The result was 11 surprisingly intimate and intricate vignettes, each about eight minutes long. Once the screenplays had been completed, a strict set of rules was issued with regard to the actual process of filming:
- Each director, along with his chosen DP and cast, would shoot for only two days.
- Then, while a new director and cast would start shooting another segment, the first director would go to the production's editing facility with his (or her) chosen editor for seven days of intense work.
- The production designer, costume designer, and all below-the-line crew would remain consistent throughout the entirety of the eight-week shoot.
“There just doesn’t exist a structure in filmmaking for making a movie with more than two directors, so it had its own unique process. There had to be really good communication between everyone on this new production format," explains Benbihy. "We shot continuously from day one, without a break, revolving straight through the directors. The organization required for doing this was extremely challenging and very specific.”
While each sequence has its own fascination, I was especially thrilled to see Cuban ballet superstar Carlos Acosta cast as Dante, a "manny" who looks after a young girl during the day and performs at night in a segment directed by Natalie Portman. Another segment, directed by Mira Nair, features Portman as a Hassidic bride-to-be interacting with an Indian diamond salesman (Irrfan Khan) who is a devout Jain.

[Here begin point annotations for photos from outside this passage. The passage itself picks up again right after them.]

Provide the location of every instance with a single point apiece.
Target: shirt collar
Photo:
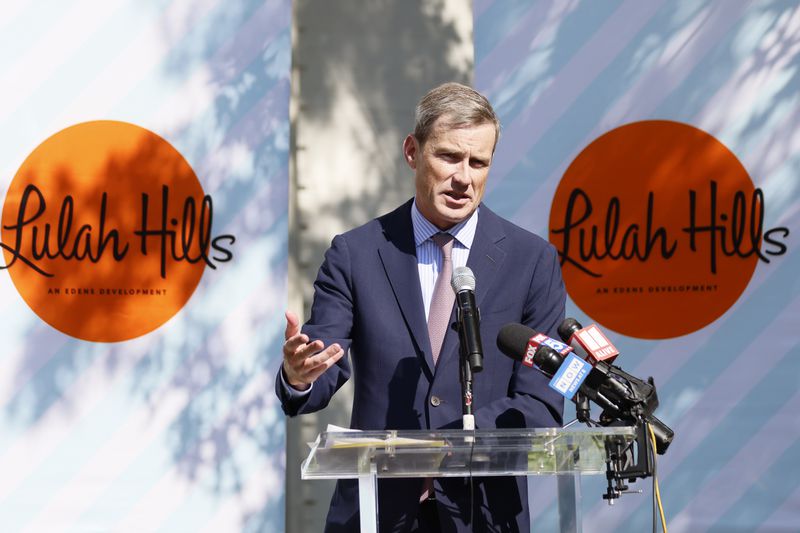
(463, 232)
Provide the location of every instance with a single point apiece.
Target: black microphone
(463, 283)
(621, 395)
(516, 341)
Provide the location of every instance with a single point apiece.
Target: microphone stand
(468, 419)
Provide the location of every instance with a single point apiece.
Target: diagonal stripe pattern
(443, 296)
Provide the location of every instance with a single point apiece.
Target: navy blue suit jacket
(368, 299)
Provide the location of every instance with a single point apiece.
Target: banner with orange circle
(144, 171)
(654, 145)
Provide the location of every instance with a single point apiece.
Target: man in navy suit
(372, 298)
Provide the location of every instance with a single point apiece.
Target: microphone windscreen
(513, 340)
(568, 328)
(463, 279)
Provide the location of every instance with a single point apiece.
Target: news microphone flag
(540, 339)
(570, 376)
(596, 343)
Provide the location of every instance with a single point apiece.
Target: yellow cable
(655, 481)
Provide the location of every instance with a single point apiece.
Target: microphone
(524, 344)
(621, 395)
(588, 342)
(469, 331)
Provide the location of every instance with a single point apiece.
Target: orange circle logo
(659, 229)
(106, 231)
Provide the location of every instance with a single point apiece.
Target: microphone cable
(656, 492)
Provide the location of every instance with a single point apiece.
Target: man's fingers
(298, 342)
(320, 365)
(322, 357)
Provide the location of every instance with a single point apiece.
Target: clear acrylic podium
(368, 455)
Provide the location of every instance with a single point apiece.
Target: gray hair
(464, 106)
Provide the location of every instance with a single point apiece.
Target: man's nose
(461, 174)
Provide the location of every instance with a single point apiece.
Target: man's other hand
(304, 361)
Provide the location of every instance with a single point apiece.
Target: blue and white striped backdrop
(177, 430)
(561, 73)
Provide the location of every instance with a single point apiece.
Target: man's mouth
(457, 197)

The segment in which Anton Yelchin takes a wheelchair-bound Olivia Thirlby to his high school prom has a dry wit and a delicious surprise ending. In another vignette, Ethan Hawke goes into a grand riff about his sexual prowess as he tries to seduce a woman who has a truly delectable surprise in store for him. Others in the cast include Bradley Cooper, Drea de Matteo, Rachel Bilson, James Caan, Orlando Bloom, Christina Ricci, Robin Wright Penn, Andy Garcia, Hayden Christensen, and Chris Cooper.

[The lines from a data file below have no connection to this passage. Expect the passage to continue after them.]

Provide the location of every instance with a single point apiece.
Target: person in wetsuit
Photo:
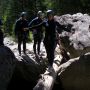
(20, 31)
(1, 34)
(37, 33)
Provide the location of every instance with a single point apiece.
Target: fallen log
(48, 78)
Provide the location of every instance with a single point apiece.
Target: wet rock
(76, 37)
(75, 74)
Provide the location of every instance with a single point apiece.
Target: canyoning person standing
(37, 33)
(21, 31)
(1, 34)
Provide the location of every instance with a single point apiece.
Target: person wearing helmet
(50, 38)
(37, 33)
(1, 34)
(20, 31)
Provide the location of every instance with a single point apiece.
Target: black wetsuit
(21, 34)
(50, 38)
(37, 34)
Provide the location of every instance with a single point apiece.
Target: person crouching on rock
(21, 31)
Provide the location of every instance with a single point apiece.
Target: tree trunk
(48, 78)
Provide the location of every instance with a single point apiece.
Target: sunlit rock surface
(76, 38)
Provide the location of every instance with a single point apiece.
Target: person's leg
(1, 38)
(39, 43)
(24, 45)
(19, 44)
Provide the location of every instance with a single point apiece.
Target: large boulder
(7, 65)
(75, 74)
(76, 35)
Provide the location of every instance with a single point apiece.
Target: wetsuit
(37, 34)
(21, 34)
(1, 34)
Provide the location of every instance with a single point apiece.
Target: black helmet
(39, 13)
(23, 14)
(50, 12)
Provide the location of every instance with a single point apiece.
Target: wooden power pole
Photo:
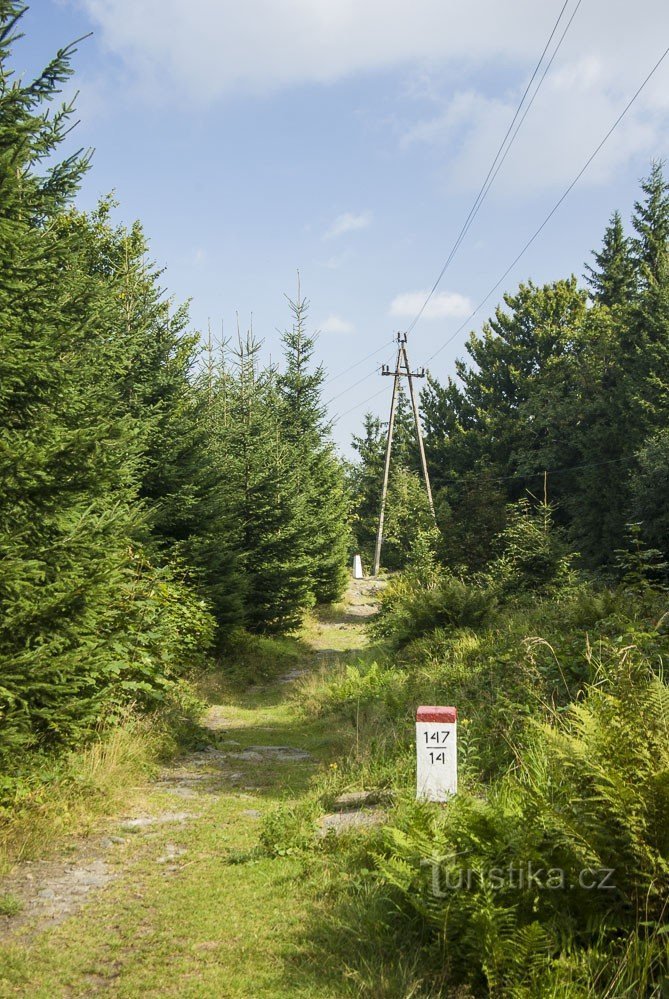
(402, 370)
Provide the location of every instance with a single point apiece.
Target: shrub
(590, 794)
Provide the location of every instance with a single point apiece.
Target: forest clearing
(297, 705)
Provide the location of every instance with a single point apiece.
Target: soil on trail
(173, 897)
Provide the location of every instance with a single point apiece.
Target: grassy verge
(56, 796)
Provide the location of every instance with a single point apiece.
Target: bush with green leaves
(561, 873)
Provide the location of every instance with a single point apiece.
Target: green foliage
(533, 556)
(411, 607)
(650, 491)
(512, 883)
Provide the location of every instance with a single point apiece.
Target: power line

“Too often, and mostly for commercial reasons, we're bombarded with movies about kids in their twenties, characters who don't know anything about the world. The older people are, the more life experience they have. I am interested in that, and I’m interested in the habits and dynamics that couples and families form over time. So all those things, plus a memory of my own grandparents, contributed to the creation of this piece.Working with Cloris and Eli was a complete treat. They had met and worked together in the Actors Studio (depending on which one you ask) 50 or 60 years earlier but hadn't seen each other since. So it was a sort of reunion. At 82, Cloris Leachman is unbelievably alive, with an uncontainable energy. She was completely committed to creating a character, which meant spending time with a Jewish family in Brooklyn, working on an accent, developing a hair style. She truly formed her on-screen character. And Eli was full of a thousand stories about all the great actors and directors he had worked with. At one point, as we were losing light and struggling with our opening master shot, he pulled me aside, wagged a finger at me and said, ‘Let me tell you how Elia Kazan directed...’ That was the best part of the entire experience, getting a lesson on directing from Elia Kazan, transmitted by way of Eli Wallach. When I look at Eli and Cloris on screen I see the embodiment of the characters I imagined when I wrote the script. There is no greater pleasure than that.”